Ma quando Galantino lancia il suo allarme, parlando di una strage perpetrata contro chi cerca di trovare una speranza di vita, non parla da politico, ma da cristiano; e al primo posto della gerarchia di valori di un cristiano sta (o dovrebbe stare) l’amore e il soccorso per il prossimo, qualunque sia il colore della sua pelle. Per cui chi sia veramente cristiano non può vedere le persone affogare senza prestare il proprio aiuto, né può rifiutare di accoglierli in base ad egoismi regionali, specie quando queste regioni sono tra le più ricche e benestanti della nazione. E’ questa una esigenza che sta al cuore del cristianesimo e che non può essere rinnegata se non si vuole tradire quella identità cristiana di cui i leghisti si riempiono a sproposito la bocca.

Ma Attaguile – seguendo il suo maestro Salvini – parla invece da politico. In questo caso sono due gli obiettivi: sfruttare tale fenomeno per accrescere il proprio consenso elettorale, magari facendo qualche passeggiata al Cara o in altri centri di accoglienza; e poi, approntare e ipotizzare le misure politiche che in un certo qual modo rendano tale fenomeno più tollerabile o contribuiscano a ridimensionarlo. Ma mentre su questo secondo punto le proposte di Salvini (e di conseguenza di Attaguile) sono praticamente risibili o perché assolutamente irrealizzabili o del tutto inefficaci, invece sul primo sono molto bravi ed attivi: non ci vuole molto a suscitare paure e timori, specie quando si danno informazioni false o esagerate e così raggranellare un utile gruzzoletto di voti (per una ricostruzione realistica del fenomeno immigrazione si vedano i semplici dati forniti da Vincenzo Romania) .

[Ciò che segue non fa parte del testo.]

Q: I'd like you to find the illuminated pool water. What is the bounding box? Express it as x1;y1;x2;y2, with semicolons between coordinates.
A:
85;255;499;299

Che poi la loro coscienza cristiana venga messa in secondo piano e dimenticata opportunisticamente, così come capita a tutti i cattolici della domenica, per i quali il cristianesimo è buono solo quando va incontro ai loro desideri, non quando propone verità e azioni scomode, questo è un altro affare. Come spesso capita, per questi cristiani persino il papa è santo e infallibile solo quando è d’accordo con loro. Altrimenti, se pratica veramente il Vangelo, diventa “comunista” (così come è stato tacciato mons. Galantino da Salvini).

Ma se non si riesce a fare incontrare il discorso intessuto di moralità dei cristiani con un discorso politico all’altezza della gravità del problema – inquadrandolo in un’ottica internazionale e capendolo all’interno dei meccanismi che regolano l’economia globalizzata – è difficile che si possano trovare le strategie più adatte a una sua soluzione. Tra la vuota chiacchiera di Renzi e l’interessata propaganda di Attaguile-Salvini v’è tutto un terreno da esplorare e percorrere. Speriamo che non si inizi troppo tardi.